Banishing divergence Part 1: Infinite numbers as the limit of sequences of real numbers (1108.5081v1)

Abstract: Sequences diverge either because they head off to infinity or because they oscillate. Part 1 constructs a non-Archimedean framework of infinite numbers that is large enough to contain asymptotic limit points for non-oscillating sequences that head off to infinity. It begins by defining Archimedean classes of infinite numbers. Each class is denoted by a prototype sequence. These prototypes are used as asymptotes for determining leading term limits of sequences. By subtracting off leading term limits and repeating, limits are obtained for a subset of sequences called here ``smooth sequences". $\mathbb{I}_n$ is defined as the set of ratios of limits of smooth sequences. It is shown that $\mathbb{I}_n$ is an ordered field that includes real, infinite and infinitesimal numbers.

• The paper introduces a novel non-Archimedean framework that defines infinite numbers as limits of smooth sequences, resolving divergence using structured asymptotic limits.
• The paper develops leading term limits and organizes Archimedean classes to form an ordered field that unifies real, infinite, and infinitesimal numbers.
• The paper highlights significant theoretical and computational implications, offering fresh insights into managing divergent sequences in mathematical research.
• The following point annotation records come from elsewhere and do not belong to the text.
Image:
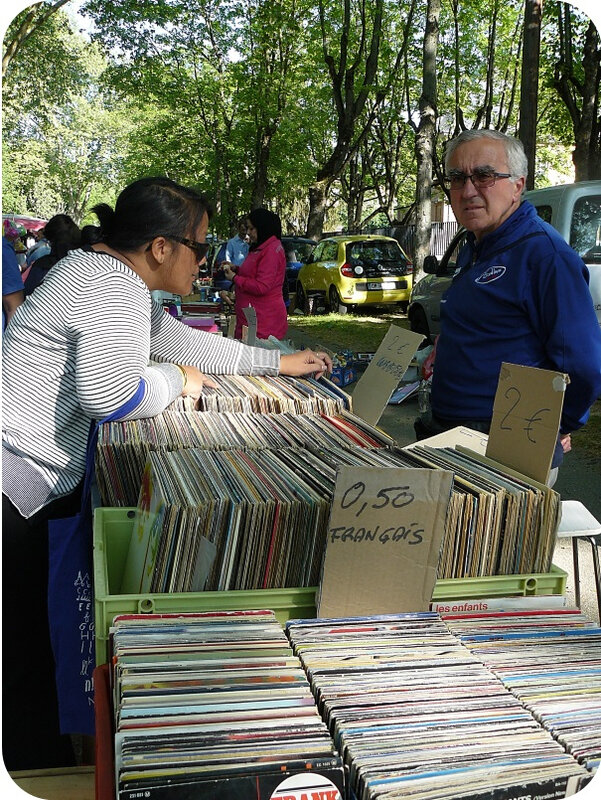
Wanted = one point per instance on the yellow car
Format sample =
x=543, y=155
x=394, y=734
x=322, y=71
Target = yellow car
x=347, y=271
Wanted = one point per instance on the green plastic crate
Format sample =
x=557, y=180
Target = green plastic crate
x=112, y=532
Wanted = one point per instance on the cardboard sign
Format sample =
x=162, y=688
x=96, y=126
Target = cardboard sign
x=251, y=317
x=526, y=417
x=384, y=537
x=385, y=370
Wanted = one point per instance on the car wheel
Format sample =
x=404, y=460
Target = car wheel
x=335, y=303
x=418, y=321
x=305, y=303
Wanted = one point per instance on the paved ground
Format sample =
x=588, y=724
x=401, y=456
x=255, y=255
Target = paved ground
x=579, y=479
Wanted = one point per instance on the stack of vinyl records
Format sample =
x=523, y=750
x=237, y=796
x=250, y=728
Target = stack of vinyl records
x=212, y=706
x=498, y=522
x=123, y=447
x=273, y=395
x=415, y=715
x=260, y=518
x=551, y=661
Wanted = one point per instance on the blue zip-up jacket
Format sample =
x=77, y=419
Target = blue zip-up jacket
x=521, y=296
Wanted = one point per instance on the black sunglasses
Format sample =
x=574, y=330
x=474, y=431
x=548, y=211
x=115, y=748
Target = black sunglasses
x=481, y=178
x=200, y=248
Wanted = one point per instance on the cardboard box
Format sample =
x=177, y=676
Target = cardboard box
x=342, y=376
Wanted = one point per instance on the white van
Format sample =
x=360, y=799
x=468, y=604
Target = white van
x=574, y=209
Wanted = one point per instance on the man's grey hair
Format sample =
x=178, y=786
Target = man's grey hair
x=517, y=163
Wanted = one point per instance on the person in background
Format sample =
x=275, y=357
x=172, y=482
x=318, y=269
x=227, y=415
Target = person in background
x=63, y=235
x=236, y=248
x=90, y=234
x=40, y=247
x=259, y=280
x=12, y=283
x=232, y=253
x=520, y=294
x=89, y=343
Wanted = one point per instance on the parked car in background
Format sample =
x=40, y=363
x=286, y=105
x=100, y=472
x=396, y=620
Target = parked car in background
x=297, y=249
x=347, y=271
x=574, y=209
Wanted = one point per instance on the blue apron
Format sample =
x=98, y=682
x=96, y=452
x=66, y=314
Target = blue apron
x=71, y=599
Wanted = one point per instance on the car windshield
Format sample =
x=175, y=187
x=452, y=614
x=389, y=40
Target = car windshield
x=298, y=251
x=585, y=233
x=376, y=251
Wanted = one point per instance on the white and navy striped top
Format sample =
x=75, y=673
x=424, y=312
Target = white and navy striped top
x=76, y=351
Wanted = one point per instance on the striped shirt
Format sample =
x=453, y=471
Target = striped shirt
x=76, y=351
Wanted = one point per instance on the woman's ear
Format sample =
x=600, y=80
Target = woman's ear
x=159, y=248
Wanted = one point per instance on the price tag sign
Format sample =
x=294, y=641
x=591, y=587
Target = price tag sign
x=384, y=372
x=251, y=317
x=384, y=538
x=526, y=417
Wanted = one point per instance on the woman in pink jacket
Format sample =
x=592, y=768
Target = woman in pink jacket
x=259, y=279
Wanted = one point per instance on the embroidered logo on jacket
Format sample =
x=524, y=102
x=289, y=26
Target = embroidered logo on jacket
x=491, y=274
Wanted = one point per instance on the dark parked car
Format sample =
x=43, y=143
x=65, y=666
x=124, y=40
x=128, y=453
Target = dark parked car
x=424, y=305
x=297, y=249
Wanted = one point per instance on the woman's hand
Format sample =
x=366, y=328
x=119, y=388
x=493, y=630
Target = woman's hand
x=566, y=442
x=305, y=362
x=195, y=380
x=228, y=270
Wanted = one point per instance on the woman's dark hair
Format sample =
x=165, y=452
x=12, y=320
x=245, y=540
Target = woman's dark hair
x=267, y=224
x=148, y=208
x=63, y=235
x=90, y=234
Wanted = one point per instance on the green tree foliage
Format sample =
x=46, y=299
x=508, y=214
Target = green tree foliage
x=259, y=101
x=62, y=140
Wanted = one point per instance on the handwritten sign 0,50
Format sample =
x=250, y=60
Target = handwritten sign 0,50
x=383, y=541
x=374, y=522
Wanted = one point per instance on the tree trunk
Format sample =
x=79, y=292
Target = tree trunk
x=425, y=139
x=529, y=84
x=581, y=97
x=261, y=170
x=318, y=195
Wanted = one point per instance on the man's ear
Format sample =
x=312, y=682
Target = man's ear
x=519, y=184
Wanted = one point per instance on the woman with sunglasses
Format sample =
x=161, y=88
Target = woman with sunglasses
x=90, y=344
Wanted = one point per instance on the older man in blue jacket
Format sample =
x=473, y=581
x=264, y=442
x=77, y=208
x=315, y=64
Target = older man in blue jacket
x=520, y=294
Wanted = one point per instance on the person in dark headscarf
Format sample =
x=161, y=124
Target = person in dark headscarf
x=259, y=279
x=63, y=235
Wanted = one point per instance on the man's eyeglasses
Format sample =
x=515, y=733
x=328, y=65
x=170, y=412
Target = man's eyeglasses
x=481, y=178
x=200, y=248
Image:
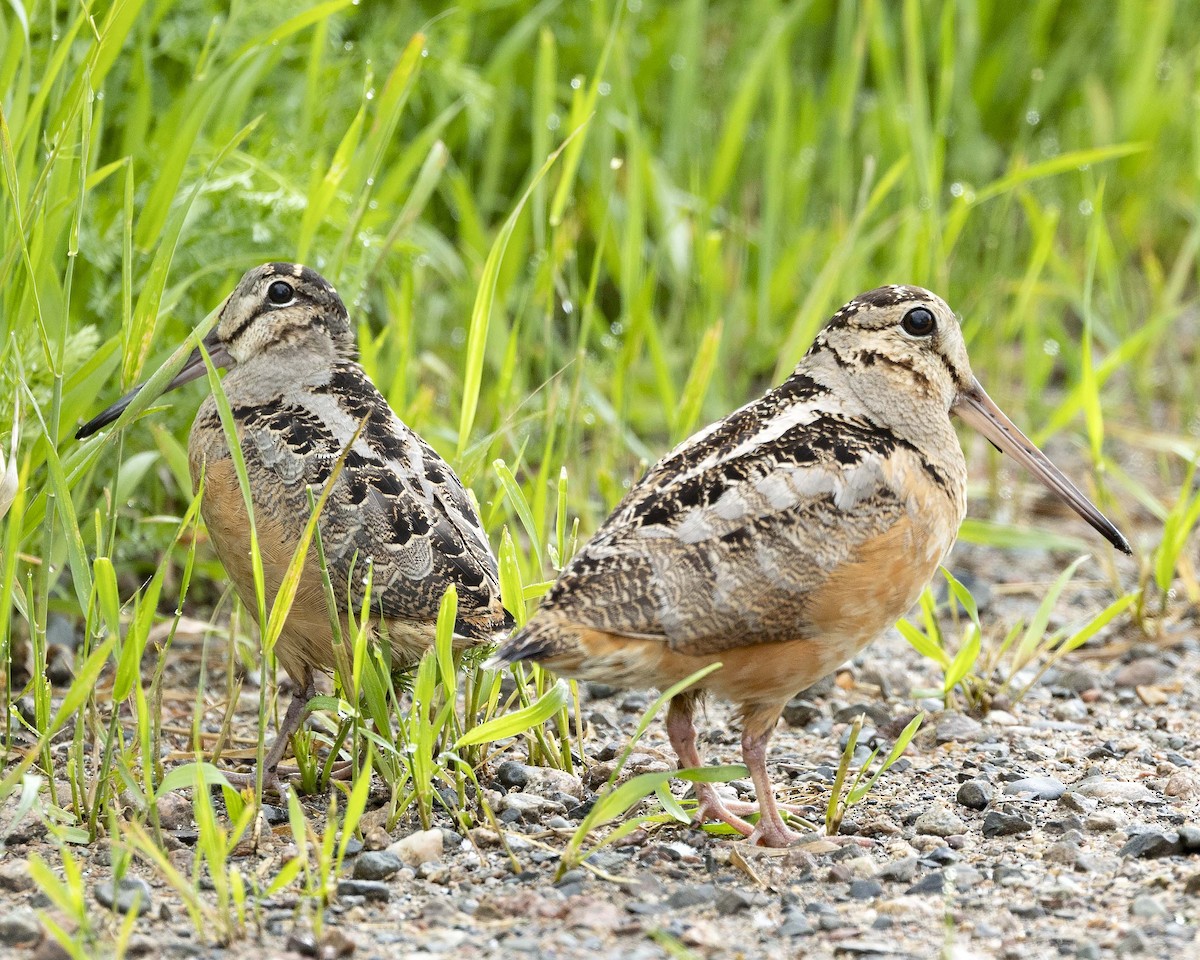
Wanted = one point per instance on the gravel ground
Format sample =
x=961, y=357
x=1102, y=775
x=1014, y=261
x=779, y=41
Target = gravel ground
x=1067, y=823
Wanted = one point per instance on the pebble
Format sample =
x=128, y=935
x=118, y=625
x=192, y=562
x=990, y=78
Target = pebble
x=369, y=889
x=130, y=892
x=1147, y=907
x=976, y=793
x=691, y=895
x=796, y=924
x=19, y=927
x=377, y=865
x=1141, y=672
x=733, y=901
x=930, y=883
x=901, y=870
x=1181, y=785
x=1152, y=844
x=1038, y=787
x=1005, y=825
x=865, y=889
x=15, y=876
x=857, y=868
x=424, y=846
x=958, y=726
x=1104, y=821
x=1115, y=791
x=940, y=821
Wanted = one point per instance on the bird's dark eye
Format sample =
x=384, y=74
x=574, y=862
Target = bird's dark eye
x=280, y=293
x=918, y=322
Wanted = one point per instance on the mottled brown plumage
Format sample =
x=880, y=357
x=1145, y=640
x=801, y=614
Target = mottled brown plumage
x=785, y=538
x=298, y=396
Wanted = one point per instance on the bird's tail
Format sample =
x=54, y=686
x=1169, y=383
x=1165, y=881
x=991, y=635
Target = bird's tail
x=541, y=640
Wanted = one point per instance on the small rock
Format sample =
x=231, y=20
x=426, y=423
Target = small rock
x=1039, y=787
x=1152, y=844
x=335, y=945
x=378, y=864
x=976, y=795
x=901, y=870
x=930, y=883
x=1147, y=907
x=131, y=893
x=1005, y=825
x=1078, y=679
x=940, y=821
x=958, y=727
x=369, y=889
x=1141, y=672
x=174, y=811
x=15, y=876
x=1133, y=942
x=691, y=895
x=865, y=889
x=857, y=868
x=796, y=924
x=424, y=846
x=1181, y=785
x=731, y=901
x=19, y=927
x=1104, y=821
x=1063, y=851
x=1115, y=791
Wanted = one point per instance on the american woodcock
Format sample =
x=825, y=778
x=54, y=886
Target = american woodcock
x=298, y=396
x=785, y=538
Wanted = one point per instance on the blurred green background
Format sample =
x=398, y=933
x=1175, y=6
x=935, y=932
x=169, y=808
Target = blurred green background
x=737, y=171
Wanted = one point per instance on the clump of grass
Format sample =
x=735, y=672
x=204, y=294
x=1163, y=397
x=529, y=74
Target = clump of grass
x=981, y=672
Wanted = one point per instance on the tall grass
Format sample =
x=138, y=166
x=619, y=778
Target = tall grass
x=729, y=174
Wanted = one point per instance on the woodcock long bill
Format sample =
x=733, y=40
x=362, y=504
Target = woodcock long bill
x=785, y=538
x=298, y=396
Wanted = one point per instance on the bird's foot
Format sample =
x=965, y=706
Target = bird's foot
x=271, y=780
x=767, y=834
x=712, y=807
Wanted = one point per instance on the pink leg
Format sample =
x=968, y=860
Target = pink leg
x=682, y=733
x=291, y=724
x=771, y=829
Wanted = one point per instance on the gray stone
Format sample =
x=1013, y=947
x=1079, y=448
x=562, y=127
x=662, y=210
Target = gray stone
x=1133, y=942
x=976, y=795
x=795, y=924
x=1005, y=825
x=901, y=870
x=1147, y=907
x=691, y=895
x=865, y=889
x=930, y=883
x=131, y=893
x=19, y=927
x=15, y=876
x=1115, y=791
x=369, y=889
x=733, y=901
x=958, y=726
x=1141, y=672
x=940, y=821
x=377, y=864
x=1039, y=787
x=1152, y=844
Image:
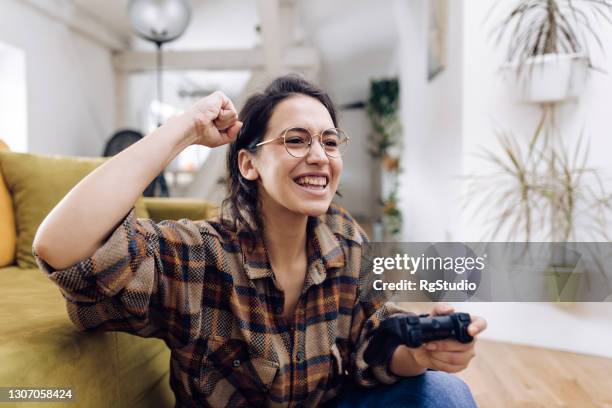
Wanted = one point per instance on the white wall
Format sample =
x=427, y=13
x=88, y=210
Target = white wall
x=70, y=82
x=13, y=100
x=432, y=119
x=355, y=184
x=487, y=106
x=445, y=122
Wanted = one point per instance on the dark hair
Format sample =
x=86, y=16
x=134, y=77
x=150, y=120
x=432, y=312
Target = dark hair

Overview of "Banishing Divergence Part 1: Infinite Numbers as the Limit of Sequences of Real Numbers"

This paper by David Alan Paterson introduces a novel framework for understanding infinite numbers as the limits of sequences. The proposed framework diverges from existing methods, such as nonstandard analysis using hyperreals, surreal numbers, and geometric continuum. The central contribution lies in constructing a non-Archimedean system where infinite numbers emerge as asymptotic limits akin to the way real numbers are limits of Cauchy sequences. This new framework attempts to resolve the divergence in sequences heading off to infinity by defining appropriate asymptotic limits.

Key Contributions

1. Archimedean Classes and Non-Archimedean Framework: The paper begins by cataloging Archimedean classes within a non-Archimedean ordered field. This novel field includes real, infinite, and infinitesimal numbers, each identified through Archimedean class prototypes. By using commutative Big O notation, Paterson defines these classes and provides a method for expanding them.
2. Leading Term and Asymptotic Limits: The introduction of leading term limits offers an alternative to classical Cauchy limits, specifically for sequences that tend towards infinity but do not oscillate. Through this framework, the paper suggests a hierarchy of infinite and infinitesimal numbers by iterating limits and removing leading terms.
3. Ordered Field of Infinite Numbers: The set I, comprising ratios of limits of smooth sequences, is established as an ordered field. This field encompasses infinite, infinitesimal, and real numbers, providing closure under standard operations of addition, multiplication, and division. The paper further suggests that these smooth sequences, although not forming a complete field under addition, can extend the existing set of real numbers.

Implications and Speculations

The establishment of infinite numbers through asymptotic limits opens new potential avenues for both theoretical mathematics and applied disciplines where understanding divergence is crucial. The proposal is particularly promising for fields like computational mathematics, where handling infinite sequences is a common requirement. However, while the introduction of smooth sequences and their limits presents a potential shift in dealing with infinite numbers, it raises several questions and speculative scenarios in the broader mathematical landscape.

1. Theoretical Implications: The paper invites further inquiry into whether the defined infinite numbers are a subset of known surreal numbers or constitute a new class requiring additional characterization. Moreover, the proposed framework challenges traditional notions of divergence and convergence, potentially redefining them in terms of asymptotic limits.
2. Speculative Future Directions: Possible extensions of this work might explore applying this framework to topological spaces, field theory, and other branches of mathematics. There's also potential for advancing computational techniques for managing infinite sequences in purely applied contexts.
3. Comparisons to Existing Constructions: While similar to the surreal numbers, Paterson’s approach distinguishes itself by focusing on the asymptotic limits of smooth sequences, potentially offering unique properties absent in other non-Archimedean fields.

The paper lays a foundation for further exploration in Part 2, which promises to explore oscillatory sequences and possible applications in elementary mathematics, bridging the gap between infinite numerical systems and their practical utilizations. Overall, this work sets the stage for a reevaluation of how mathematics conceptualizes and operationalizes the concept of infinity.